Analysis – Techniques and Tools (Section 1: Search) General comment. The major problem with the existing discussion of collection analysis is its focus on ad hoc queries as the preferred approach to analyzing a document collection. Such approaches fail to provide the user with a stable partitioning of the collection into well-defined categories that can be used throughout the litigation process (deposition prep, motion practice, trial prep, etc.). In specifying industry standards for analytical techniques and tools, the focus should be on approaches that (a) ensure a close correspondence between the results of analysis and the requirements of the litigation team, (b) ensure that the analysis of collection meets acceptable performance standards with regard to both precision and recall, and (c) provide the litigation team with a stable partitioning of the collection that is robust enough to serve the full range of needs the litigation team will have throughout the litigation process.
1.3 Relevance Ranking The primary use case for relevance ranking is the situation in which an ad hoc query returns a very large set of documents, many of which are not relevant.
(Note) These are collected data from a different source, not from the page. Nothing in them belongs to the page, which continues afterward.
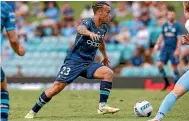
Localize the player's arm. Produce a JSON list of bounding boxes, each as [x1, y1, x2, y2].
[[99, 41, 109, 66], [174, 36, 182, 55], [5, 6, 25, 56], [153, 34, 163, 52], [6, 30, 25, 56], [174, 24, 183, 56], [77, 25, 100, 41], [77, 19, 100, 41]]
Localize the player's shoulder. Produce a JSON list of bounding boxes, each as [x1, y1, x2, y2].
[[81, 18, 93, 24], [174, 21, 182, 27], [162, 22, 168, 27], [1, 2, 13, 12], [80, 18, 93, 27]]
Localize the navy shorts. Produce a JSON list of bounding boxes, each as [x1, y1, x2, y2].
[[1, 68, 5, 82], [55, 60, 103, 84], [159, 50, 179, 65]]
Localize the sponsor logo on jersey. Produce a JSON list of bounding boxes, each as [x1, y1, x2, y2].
[[87, 40, 101, 47], [165, 32, 175, 37], [9, 12, 15, 22]]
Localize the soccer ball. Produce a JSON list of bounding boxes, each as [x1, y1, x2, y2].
[[134, 100, 153, 117]]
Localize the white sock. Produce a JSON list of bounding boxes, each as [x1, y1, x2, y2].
[[99, 102, 107, 109]]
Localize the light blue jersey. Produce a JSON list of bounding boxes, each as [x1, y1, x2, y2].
[[1, 1, 16, 31], [1, 1, 16, 82]]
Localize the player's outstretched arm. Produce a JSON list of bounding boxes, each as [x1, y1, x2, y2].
[[77, 25, 100, 41], [7, 30, 25, 56], [99, 41, 109, 66]]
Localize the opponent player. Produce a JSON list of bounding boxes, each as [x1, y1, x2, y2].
[[153, 6, 182, 90], [25, 2, 120, 119], [148, 2, 189, 121], [1, 2, 25, 121]]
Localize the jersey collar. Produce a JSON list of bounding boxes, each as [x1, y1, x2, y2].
[[167, 20, 176, 26]]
While such result sets are the norm for the sorts of queries which the EDRM puts at the center of its approach to collection analysis, they are not the norm for approaches to collection analysis that give due attention to understanding the requirements of the litigation team and to measuring performance on the retrieval of target documents. When requirements are well-defined and performance well-tested, the problem that relevance ranking addresses (large amounts of irrelevant material in a result set) diminishes considerably – and therefore so does the value of relevance ranking.
1.5 Sorting Random selection functionality. An effective document management and analysis tool should have a random selection functionality, i.e., provide the user with the ability to make a random selection of a user-specified number of documents from either the full population or from the result sets of particular queries. Random selection functionality will enable users to collect data needed for statistically valid testing of query performance.
1.8 Benchmarking [a new section we propose adding] To ensure that analysis is on target, search performance needs to be measured and benchmarked in both precision and recall dimensions, using open standards such as NIST protocols. Ideally, the search technique should provide its own statistically valid benchmarking during the document review process, so that those supervising the review process can get feedback in time to adapt their queries to evolving case issues.
Analysis – Pitfalls to Avoid (This section is not numbered, but the following heading is 3rd on the bulleted list of sub-sections)
Incorrect Understanding of Discovery Tools Operators also need to understand that search tools can be highly effective in tasks such as reducing extremely large document sets to more manageable sizes, or classifying results by desired dimensions (such as topic, date, sender, or frequency that search strings appear). However, they are limited in their capacity to make sound judgments of relevance. The documented performance limitations of these technologies, and the context and constraints within which they operate, are often non-technological and must be considered independently of the search technology used.
First, even expert users reach only moderate levels of accuracy with currently available search tools. This is in large part because keywords and “concepts” are generally poor indicators of relevance. Numerous academic studies show that, at practicable levels of usage, even the most advanced search tools, used by expert searchers on a relatively small collection, miss 50% or more of the documents that human review would have assessed to be relevant.
Second, search software can’t tell reviewers whether or not they clearly understand what the lead litigator is looking for, notify them when they are inconsistent in their assessment of documents, or apprise attorneys of the actual performance of the overall review.
As a result, too heavy a reliance on search software may only increase the yield of documents that ultimately are not relevant. This opens the door to higher costs, for analyzing irrelevant documents; exposure to risk, from failure to retain, find, or produce needed documents; and delays in time-to-completion.